4. Interconnecting DC Virtual Network and External Networks

   For customers (an enterprise or individuals) who want to utilize the
   DC provider's compute and storage resources to run their
   applications, they need to access those end systems hosted in a DC
   through Carrier WANs or Internet. A DC provider may want to use an
   NVO3 virtual network to connect these end systems; then it, in turn,
   becomes the case of interconnecting DC virtual network and external
   networks. Two cases are described here.

4.1. DC Virtual Network Access via Internet

   A user or an enterprise customer may want to connect to a DC virtual
   network via Internet but securely. Figure 2 illustrates this case.

MITY                      Expires April 2013                   [Page 6]

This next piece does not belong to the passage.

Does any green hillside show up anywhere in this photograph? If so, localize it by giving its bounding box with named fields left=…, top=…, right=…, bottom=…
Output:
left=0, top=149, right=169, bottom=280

Internet-Draft          NVO3 Use Case                      October 2012

   An L3 virtual network is configured on NVE1 and NVE2 and two NVEs
   are connected via an L3 tunnel in the Data Center. A set of tenant
   end systems attach to NVE1. The NVE2 connects to one (may be more)
   TES that runs the VN gateway and NAT applications (known as net
   service appliance). A user or customer can access the VN via
   Internet by using IPsec tunnel [RFC4301]. The encrypted tunnel is
   established between the VN GW and the user machine or CPE at
   enterprise location. The VN GW provides authentication scheme and
   encryption. Note that VN GW function may be performed by a net
   service appliance or on a DC GW.

                       +--------------+ +----------+
                       |    +------+  | | Firewall | TES
                  +----+(OM)+L3 VNI+--+-+ NAT      | (VN GW)
                  |    |    +------+  | +----+-----+
             L3 Tunnel +--------------+      ^
                  |               NVE2       |IPsec Tunnel
         +--------+---------+            .--.  .--.
         | +------+-------+ |           (    :'   '.--.
         | |Overlay Module| |        .-.'    :         )
         | +------+-------+ |       (    Internet       )
         |  +-----+------+  |       (        :         /
         |  |   L3 VNI   |  |        '-'     :      '-'
    NVE1 |  +-+--------+-+  |            \../+\.--/'
         +----+--------+----+                |
              |  ...   |                     V
          Tenant End Systems               User Access

             DC Provider Site

      OM: Overlay Module;

             Figure 2 DC Virtual Network Access via Internet

4.2. DC Virtual Network and WAN VPN Interconnection

   A DC Provider and Carrier may build a VN and VPN independently and
   interconnect the two at the DC GW and PE for an enterprise customer.
   Figure 3 depicts this case in a L3 overlay (L2 overlay is the same).
   The DC provider constructs an L3 VN between the NVE1 on a server and
   the NVE2 on the DC GW in the DC site; the carrier constructs an
   L3VPN between PE1 and PE2 in its IP/MPLS network. An Ethernet
   Interface physically connects the DC GW and PE2 devices. The local
   VLAN over the Ethernet interface [VRF-LITE] is configured to connect
   the L3VNI/NVE2 and VRF, which makes the interconnection between the

MITY                      Expires April 2013                   [Page 7]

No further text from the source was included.